Anybody who was curious could have pulled off the interstate and drove up to the fence for a look. Tourists sipping their free ice water at Wall Drug – located six miles to the west – could have had their refreshment interrupted at any time by the awesomely terrifying sight and sound of an intercontinental ballistic missile rocketing toward Russia at 15,000 mph. Or, on the other hand, they could have been suddenly and instantly killed by an incoming Russian rocket of a similar kind.
Mutually Assured Destruction
The missile down in that hole east of Wall was known as a Minuteman II – so named because of its ability to reach a target 6,300 miles away in just 30 minutes. Informally, the missiles were known to some as “silent sentinels of the prairie.”
There were once 450 such missile sites in the United States, mostly in the upper Great Plains. The presence of those missiles, along with the presence of a similar fleet in Russia, gave rise to the Cold War-era acronym “MAD”: Mutually Assured Destruction. That’s what was guaranteed if either country had ever fired the first shot.
Today, that hole in the ground contains not an armed nuclear missile, but an unarmed test missile. The concrete blast door has been pulled back a little, and a glass viewing structure has been built over the top. It’s part of the Minuteman Missile National Historic Site, which as of 2009 was among the newest additions to the National Park Service.
The missile’s launch control center is also located alongside the interstate, about 11 miles east of the underground silo. The above-ground portion of the control center, where security personnel were stationed around the clock, looks from the interstate like it could be a modest bachelor rancher’s home. There are no visual clues to the roughly 15 feet of concrete beneath it, or the tiny, locked pod below in which two missileers sat, awaiting printed codes instructing them to insert their keys into a control device and begin the process of nuclear annihilation.
Hours of boredom, seconds of panic
Missileers served rotating 24-hour shifts in the underground pod. Above ground, the little ranch-style house was constantly staffed by a cook and security personnel who also worked in rotating shifts. Everybody commuted to the launch control center from Ellsworth Air Force Base, located about 70 miles to the west. The above-ground and underground portions of the site became second homes to the crew members who worked, ate and slept there.
A modern tour guide retells one missileer’s description of what it was like to work in the underground pod, where the hours of waiting were sometimes broken by incoming messages that turned out to be tests.
“It was hours of boredom,” the tour guide recalled the missileer saying, “punctuated by seconds of panic.”
The site and hundreds of others like it were deactivated following the signing of the Strategic Arms Reduction Treaty in 1991 (as of this writing, there were still 150 active nuclear missile sites in the United States, but none in South Dakota). The silo and control center east of Wall were the most easily accessible of the deactivated sites, so Congress designated the two locations as a National Historic Site in 1999. A temporary visitor center consisting of modular trailers was placed at Exit 131, four miles east of the control center and 15 miles east of the missile silo. Construction of a permanent visitor center at Exit 131 was scheduled to begin during the summer of 2009. Also accessible from Exit 131 is Badlands National Park, which is just a short drive to the south.
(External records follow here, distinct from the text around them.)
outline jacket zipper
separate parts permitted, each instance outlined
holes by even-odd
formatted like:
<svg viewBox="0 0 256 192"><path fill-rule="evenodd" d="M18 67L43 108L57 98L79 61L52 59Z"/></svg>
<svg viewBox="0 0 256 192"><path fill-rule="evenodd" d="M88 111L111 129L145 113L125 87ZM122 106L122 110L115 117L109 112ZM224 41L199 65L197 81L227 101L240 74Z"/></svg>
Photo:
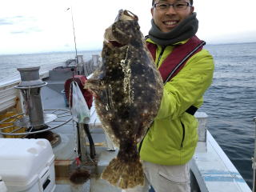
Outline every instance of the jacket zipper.
<svg viewBox="0 0 256 192"><path fill-rule="evenodd" d="M158 60L158 62L157 62L157 66L158 66L158 64L159 64L159 62L160 62L161 58L162 58L162 54L163 54L163 52L165 51L166 47L166 46L162 46L162 50L161 50L161 53L160 53L160 54L159 54Z"/></svg>
<svg viewBox="0 0 256 192"><path fill-rule="evenodd" d="M184 126L184 124L181 122L182 123L182 130L183 130L183 133L182 133L182 145L181 146L183 147L183 142L184 142L184 138L185 138L185 126Z"/></svg>

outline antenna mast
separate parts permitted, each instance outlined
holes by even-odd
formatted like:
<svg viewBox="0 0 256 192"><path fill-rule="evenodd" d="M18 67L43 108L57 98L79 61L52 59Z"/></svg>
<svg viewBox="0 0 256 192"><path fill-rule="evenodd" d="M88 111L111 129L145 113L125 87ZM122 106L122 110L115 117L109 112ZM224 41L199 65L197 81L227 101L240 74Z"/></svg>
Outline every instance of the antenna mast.
<svg viewBox="0 0 256 192"><path fill-rule="evenodd" d="M70 8L67 9L67 10ZM75 50L75 62L78 64L78 50L77 50L77 42L75 41L75 33L74 33L74 18L73 18L73 9L71 6L71 18L72 18L72 26L73 26L73 35L74 35L74 50Z"/></svg>

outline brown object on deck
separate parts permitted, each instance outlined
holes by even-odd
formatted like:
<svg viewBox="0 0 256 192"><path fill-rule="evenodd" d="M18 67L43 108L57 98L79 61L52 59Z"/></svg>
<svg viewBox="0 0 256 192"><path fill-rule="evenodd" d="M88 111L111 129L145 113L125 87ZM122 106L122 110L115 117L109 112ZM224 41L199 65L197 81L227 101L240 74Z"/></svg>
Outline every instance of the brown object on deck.
<svg viewBox="0 0 256 192"><path fill-rule="evenodd" d="M90 173L88 170L84 168L76 169L70 177L70 182L74 184L85 183L90 178Z"/></svg>

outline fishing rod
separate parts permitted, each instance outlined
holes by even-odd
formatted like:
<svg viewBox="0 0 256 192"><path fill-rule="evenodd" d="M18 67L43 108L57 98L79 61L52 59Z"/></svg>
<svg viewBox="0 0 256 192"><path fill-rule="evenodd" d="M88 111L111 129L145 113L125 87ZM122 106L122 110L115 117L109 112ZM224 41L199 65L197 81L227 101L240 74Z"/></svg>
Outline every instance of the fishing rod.
<svg viewBox="0 0 256 192"><path fill-rule="evenodd" d="M77 42L75 41L75 33L74 33L74 18L73 18L73 9L72 9L72 6L70 6L70 8L67 8L66 10L71 10L71 18L72 18L72 26L73 26L73 35L74 35L74 50L75 50L75 62L78 65L78 50L77 50Z"/></svg>
<svg viewBox="0 0 256 192"><path fill-rule="evenodd" d="M253 171L254 171L254 175L253 175L253 190L252 192L256 192L256 117L254 118L254 121L255 122L255 133L254 133L254 157L252 158L253 160Z"/></svg>

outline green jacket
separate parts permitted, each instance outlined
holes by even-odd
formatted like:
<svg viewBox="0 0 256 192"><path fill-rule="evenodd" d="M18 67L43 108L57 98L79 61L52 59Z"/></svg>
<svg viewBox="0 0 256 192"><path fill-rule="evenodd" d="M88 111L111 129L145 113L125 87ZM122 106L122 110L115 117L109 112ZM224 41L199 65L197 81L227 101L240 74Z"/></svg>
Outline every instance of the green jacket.
<svg viewBox="0 0 256 192"><path fill-rule="evenodd" d="M146 42L154 43L149 38ZM166 47L158 68L173 48L174 46ZM155 61L161 51L158 46ZM203 49L164 86L158 114L142 145L142 160L172 166L185 164L191 159L198 138L198 122L185 111L192 105L198 108L202 105L202 95L212 82L213 73L213 57Z"/></svg>

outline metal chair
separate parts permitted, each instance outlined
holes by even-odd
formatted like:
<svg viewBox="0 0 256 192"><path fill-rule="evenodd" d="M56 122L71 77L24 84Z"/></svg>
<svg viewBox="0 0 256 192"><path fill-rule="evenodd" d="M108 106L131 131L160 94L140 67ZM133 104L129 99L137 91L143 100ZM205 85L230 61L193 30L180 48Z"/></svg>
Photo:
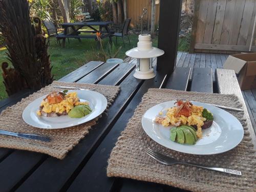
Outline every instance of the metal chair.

A quintessential Great Plains object
Visitors to the missile site stop first at the visitor center, and then drive on to the launch control center and the underground silo. The above- and below-ground portions of the launch control center have been preserved exactly as the military crews left them, down to the magazines and VHS tapes that were left in the living quarters. It’s a living museum, and visitors are asked to refrain from touching anything.
There is perhaps no other attraction in South Dakota about which so much can be learned before visiting. In addition to the scores of books and Internet resources detailing the history of the Cold War and the Minuteman program, the National Park Service’s homepage for the Minuteman Missile National Historic Site contains links to a resource study, oral histories by missilers and other people involved in the Minuteman program, photo galleries and a multimedia presentation.
The Park Service’s printed literature includes a quote from author Ian Frazier that perhaps best sums up the site and the feeling one gets from visiting it:
“A nuclear-missile silo is one of the quintessential Great Plains objects: to the eye, it is almost nothing, just one or two acres of ground with a concrete slab in the middle and some posts and poles sticking up behind an eight-foot-high Cyclone fence; but to the imagination, it is the end of the world.”